On another note, (awkward transition), I have been feeling very very blessed lately with amazing friends. Just in the past year, God has placed so many amazing people in my life. I have been struggling with some things lately and my friends have been there for me so much. Over the summer, I began dating one of my best friends who has blessed me in so many ways. He also listens to me all the time even when I'm not in a great mood he still puts up with me (how sweet). And one of my very best friend's Brianna, who became my best friend just over the past spring, is not only one of the sweetest people I've ever met, she also is a crazy pinterest lover like me. We probably repin each others stuff every single time we pin something. (Just a little obsessed).

I hope to start blogging more often, if you have any suggestions, let me know! 
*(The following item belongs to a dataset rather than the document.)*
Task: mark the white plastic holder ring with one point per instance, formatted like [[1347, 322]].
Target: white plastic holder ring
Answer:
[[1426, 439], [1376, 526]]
Thursday, September 5, 2013

What's holding you back?

So, update! I just finished Traveling Light today!! Finally, I know. 
I was so sad to finish such a great book though. But, I feel that I should update you on what's going on with life right now. 
First off, I am doing a devotional called 31 Days With Jesus. I am currently on day 10 and it is definitely teaching me a lot. Not only am I reading a lot of scripture that I have never read thoroughly before, I am also learning about ways to improve myself and my relationship with God. I highly recommend trying a devotional like this one! It's definitely life changing. 
*Cue awkward transition*
Second of all, I just mentioned that I finally finished Traveling Light by Max Lucado!! Such a good book. It has opened my eyes to things that I have never really thought about before. 
Why are we carrying so much luggage in life? No, I'm not talking about the luggage you take on vacations with you (if you're anything like me...that's a lot!) I'm talking burdens that you are carrying that God never intended on you having. Max Lucado did such a great job describing these different burdens that we carry. We carry burdens of fear, guilt, disappointment, discontent, worry, hopelessness, etc. We carry all these burdens that they actually start to feel like actual luggage. Although it's hard to overcome this, we need to set this luggage down. God is telling us to release these burdens that we were never intended to bear. So what's holding you back?


This is exactly how I am feeling after reading Lucado's book. I am so amazed at what God is opening my eyes to and the doors He is opening in my life.